Can theories about the past be scientific even though the past cannot be observed?

The short answer

Yes, because the way things were in the past can have observable consequences.

The longer answer

In general, propositions about x can qualify as scientific even if x itself cannot be observed in the here and now, just as long as the propositions in question have observable consequences in there here and now. Were this not the case then, for example, the hypothesis that atoms exist would have been unscientific before the development of electron microscopes, since atoms are too small to be observed individually by less sophisticated means; the hypothesis was, of course, scientific long before then because the existence of atoms had observable consequences like some of the details of Brownian motion.
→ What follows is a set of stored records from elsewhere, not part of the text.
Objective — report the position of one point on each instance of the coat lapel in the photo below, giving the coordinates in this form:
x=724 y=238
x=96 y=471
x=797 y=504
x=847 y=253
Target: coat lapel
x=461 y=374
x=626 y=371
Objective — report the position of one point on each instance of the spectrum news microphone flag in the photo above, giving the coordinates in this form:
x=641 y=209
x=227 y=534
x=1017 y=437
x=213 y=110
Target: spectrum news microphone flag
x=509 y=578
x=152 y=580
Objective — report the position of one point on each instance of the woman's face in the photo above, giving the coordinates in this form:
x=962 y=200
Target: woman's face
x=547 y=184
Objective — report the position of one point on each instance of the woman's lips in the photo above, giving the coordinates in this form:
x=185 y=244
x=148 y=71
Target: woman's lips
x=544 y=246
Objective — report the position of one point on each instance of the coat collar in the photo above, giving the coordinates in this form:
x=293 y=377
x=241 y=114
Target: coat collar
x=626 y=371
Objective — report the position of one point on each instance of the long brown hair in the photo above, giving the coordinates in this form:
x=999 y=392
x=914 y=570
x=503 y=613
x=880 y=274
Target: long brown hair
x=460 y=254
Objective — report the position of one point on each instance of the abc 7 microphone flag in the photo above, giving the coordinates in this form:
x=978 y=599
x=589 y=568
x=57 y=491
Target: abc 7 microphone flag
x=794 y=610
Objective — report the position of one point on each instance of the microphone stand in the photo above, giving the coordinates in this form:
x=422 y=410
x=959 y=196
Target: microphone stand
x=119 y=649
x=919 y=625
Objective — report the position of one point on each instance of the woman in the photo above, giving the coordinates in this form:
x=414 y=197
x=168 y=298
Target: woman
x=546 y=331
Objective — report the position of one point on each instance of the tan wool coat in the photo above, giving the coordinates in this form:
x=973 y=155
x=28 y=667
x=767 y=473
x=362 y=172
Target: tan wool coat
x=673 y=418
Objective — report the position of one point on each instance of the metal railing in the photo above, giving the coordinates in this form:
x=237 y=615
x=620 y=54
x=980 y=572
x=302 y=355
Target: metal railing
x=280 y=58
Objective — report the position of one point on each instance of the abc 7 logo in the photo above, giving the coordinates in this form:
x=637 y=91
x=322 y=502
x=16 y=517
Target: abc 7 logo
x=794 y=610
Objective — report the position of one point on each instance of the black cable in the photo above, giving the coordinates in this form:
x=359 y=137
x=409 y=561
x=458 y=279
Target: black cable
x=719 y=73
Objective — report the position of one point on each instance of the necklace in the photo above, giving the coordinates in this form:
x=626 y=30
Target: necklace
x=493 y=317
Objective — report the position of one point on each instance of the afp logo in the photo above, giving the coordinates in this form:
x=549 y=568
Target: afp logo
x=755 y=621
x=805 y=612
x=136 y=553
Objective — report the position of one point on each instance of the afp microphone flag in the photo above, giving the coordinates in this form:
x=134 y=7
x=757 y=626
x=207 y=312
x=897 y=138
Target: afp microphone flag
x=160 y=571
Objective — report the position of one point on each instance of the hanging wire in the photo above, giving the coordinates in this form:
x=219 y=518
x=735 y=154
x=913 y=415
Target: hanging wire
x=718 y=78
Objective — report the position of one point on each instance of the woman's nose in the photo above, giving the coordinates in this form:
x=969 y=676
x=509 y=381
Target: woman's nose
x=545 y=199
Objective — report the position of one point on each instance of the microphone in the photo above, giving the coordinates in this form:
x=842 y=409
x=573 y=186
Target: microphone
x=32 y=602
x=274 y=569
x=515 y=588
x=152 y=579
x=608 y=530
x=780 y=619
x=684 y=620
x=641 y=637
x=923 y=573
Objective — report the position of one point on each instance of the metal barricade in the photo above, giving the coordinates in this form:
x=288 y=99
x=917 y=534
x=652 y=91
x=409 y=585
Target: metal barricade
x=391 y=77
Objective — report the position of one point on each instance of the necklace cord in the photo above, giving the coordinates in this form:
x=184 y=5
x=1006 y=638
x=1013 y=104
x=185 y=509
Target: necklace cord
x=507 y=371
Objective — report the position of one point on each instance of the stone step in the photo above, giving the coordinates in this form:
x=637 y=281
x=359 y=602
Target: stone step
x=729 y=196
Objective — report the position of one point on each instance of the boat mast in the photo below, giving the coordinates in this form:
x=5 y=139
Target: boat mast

Since propositions about the past can have observable consequences in the here and now, they too can count as scientific if formulated with adequate care. Consider Big Bang theory, for instance. Big Bang theory makes a claim about the state of the universe some 13.8 billion years in the past. Although no one was around back then to observe what was happening, the occurrence of the Big Bang had consequences that we can observe today, such as the expansion of the universe, the abundance of light elements, and the existence of cosmic microwave background radiation. If scientists had failed to find any of these predicted consequences, then Big Bang theory would have to have been scrapped or modified. Fortunately for the theory, its predictions were borne out.


Ruse M. 1982. Darwinism Defended: A Guide to the Evolution Controversies. London: Addison-Wesley.